Phil Peron Flash Platform Developer and Game Development Hobbyist

CARRDS for Game Protection

The latest IDGA quarterly features an article authored by Steven B. Davis, CEO of SecurePlay and provides an overview of the CARRDS framework. This framework is meant to alleviate much of the problems inherent in any multi-user system but specifically, multi-player games.

This is particularly interesting to me as I’ve started development of my own framework for multi-player games.

CARRDS (Control, Action, Rules, Random, Display, State) encapsulates a fundamental issue in developing multi-player games: never trust the client. As developers, we need to assume that any data arriving from the game client is corrupt.

Davis offer a few different implementation designs but to me, only one stands out as being the most solid approach. That approach entails sending client controls or actions down the wire to a server. The server then acts as an interface to the rules and is also tasked with storing game state. In this way, the aforementioned corrupt client data can be thoroughly sanitized before it impacts the state and that state is sent back up to the client.

The alternative to this (and the one that Davis seems to lean toward) is a model where the client hosts the entire engine and it is the actions that are exchanged between each instance. Now you kick all those CPU cycles back to the client and save some bandwidth as well. As he mentions in the article, “Game actions are inherently bandwidth efficient.” I agree. It just doesn’t feel right to leave all that juicy game logic on the client.

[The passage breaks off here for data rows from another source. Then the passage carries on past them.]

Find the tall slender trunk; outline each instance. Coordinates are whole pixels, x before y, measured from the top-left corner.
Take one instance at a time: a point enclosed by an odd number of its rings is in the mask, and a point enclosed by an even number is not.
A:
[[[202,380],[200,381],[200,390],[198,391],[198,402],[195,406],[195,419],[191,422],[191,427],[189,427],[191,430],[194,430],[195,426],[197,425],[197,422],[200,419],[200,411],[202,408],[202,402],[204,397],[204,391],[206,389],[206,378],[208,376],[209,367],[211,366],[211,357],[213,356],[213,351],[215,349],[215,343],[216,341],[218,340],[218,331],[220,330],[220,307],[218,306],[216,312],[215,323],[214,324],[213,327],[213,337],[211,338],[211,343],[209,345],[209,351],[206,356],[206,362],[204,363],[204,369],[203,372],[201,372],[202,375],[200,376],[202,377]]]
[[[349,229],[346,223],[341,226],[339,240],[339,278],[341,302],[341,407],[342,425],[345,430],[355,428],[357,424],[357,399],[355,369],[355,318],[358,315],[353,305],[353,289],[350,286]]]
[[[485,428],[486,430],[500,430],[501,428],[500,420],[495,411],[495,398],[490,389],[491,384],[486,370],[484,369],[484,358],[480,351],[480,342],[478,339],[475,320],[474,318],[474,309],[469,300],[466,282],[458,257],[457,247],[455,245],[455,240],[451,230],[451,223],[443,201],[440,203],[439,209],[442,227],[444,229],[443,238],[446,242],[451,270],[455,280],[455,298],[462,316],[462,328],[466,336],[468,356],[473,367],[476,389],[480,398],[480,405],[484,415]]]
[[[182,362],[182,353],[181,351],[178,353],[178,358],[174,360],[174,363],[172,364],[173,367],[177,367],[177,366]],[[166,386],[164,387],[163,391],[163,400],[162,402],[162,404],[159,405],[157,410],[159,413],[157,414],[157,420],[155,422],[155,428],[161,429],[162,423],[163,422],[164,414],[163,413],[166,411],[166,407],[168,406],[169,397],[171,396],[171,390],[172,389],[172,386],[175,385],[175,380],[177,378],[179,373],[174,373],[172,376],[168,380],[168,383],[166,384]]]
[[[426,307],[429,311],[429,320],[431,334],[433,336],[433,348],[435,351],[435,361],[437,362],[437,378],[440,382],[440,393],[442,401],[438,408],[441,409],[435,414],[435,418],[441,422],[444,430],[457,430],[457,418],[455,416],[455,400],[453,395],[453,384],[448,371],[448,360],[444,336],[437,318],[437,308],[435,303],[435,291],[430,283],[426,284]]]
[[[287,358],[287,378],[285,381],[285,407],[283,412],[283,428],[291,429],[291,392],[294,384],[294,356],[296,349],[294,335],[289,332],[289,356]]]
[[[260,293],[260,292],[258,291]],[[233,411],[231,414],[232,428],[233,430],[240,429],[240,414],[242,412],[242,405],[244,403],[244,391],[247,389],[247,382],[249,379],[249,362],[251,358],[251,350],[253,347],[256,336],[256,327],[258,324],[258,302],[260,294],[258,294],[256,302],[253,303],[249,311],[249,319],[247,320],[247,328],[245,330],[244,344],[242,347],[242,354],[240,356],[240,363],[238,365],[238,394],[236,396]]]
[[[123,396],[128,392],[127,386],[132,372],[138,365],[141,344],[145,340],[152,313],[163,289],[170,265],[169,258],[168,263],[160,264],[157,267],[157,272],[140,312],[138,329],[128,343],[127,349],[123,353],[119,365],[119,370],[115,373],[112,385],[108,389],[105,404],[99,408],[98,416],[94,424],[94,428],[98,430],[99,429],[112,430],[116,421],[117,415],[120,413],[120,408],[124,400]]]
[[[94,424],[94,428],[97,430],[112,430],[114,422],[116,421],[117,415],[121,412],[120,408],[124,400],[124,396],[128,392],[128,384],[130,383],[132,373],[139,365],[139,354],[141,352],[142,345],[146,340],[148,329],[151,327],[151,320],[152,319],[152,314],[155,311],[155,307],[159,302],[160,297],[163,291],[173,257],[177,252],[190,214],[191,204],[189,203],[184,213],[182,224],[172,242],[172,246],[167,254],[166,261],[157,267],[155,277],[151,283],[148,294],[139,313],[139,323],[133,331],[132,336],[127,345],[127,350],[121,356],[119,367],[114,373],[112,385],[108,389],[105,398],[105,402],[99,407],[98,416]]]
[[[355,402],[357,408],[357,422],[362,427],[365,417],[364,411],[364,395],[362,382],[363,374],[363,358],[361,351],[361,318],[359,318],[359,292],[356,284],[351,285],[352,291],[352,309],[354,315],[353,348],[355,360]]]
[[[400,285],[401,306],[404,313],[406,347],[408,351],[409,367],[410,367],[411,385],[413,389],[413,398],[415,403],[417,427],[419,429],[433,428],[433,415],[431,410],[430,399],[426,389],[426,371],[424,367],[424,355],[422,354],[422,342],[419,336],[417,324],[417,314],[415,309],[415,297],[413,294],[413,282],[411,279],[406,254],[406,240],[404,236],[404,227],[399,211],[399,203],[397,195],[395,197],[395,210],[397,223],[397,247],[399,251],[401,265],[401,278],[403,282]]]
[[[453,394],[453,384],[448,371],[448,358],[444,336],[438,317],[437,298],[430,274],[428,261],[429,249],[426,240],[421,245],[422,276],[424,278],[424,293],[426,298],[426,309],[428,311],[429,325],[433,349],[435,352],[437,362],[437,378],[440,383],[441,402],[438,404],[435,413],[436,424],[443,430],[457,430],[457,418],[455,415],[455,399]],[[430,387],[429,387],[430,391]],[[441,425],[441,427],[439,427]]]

I may be naive, but having the rules and state stored remotely makes me feel all warm and fuzzy. I like the idea of having “dumb” game clients that provide two things: A control interface and a display. That all being said, scalability now becomes an issue. What happens when you go from a 100 client load average to 100000 overnight? For the independent game developer, forking out big dollars for more servers may not be an option.

So, what to do?

All in all, there are definitely wrong ways to handle game security but I think the two methods mentioned above aren’t in that category. They both work for the most part and both have their pluses and minuses. This is just one of those issues that seems to become more complex the further you dig into them. I guess that’s why a company like SecurePlay is so relevant in today’s game market.

I’ll most definitely be coming face to face with this issue before too long and it will be interesting to move from theory to implementation.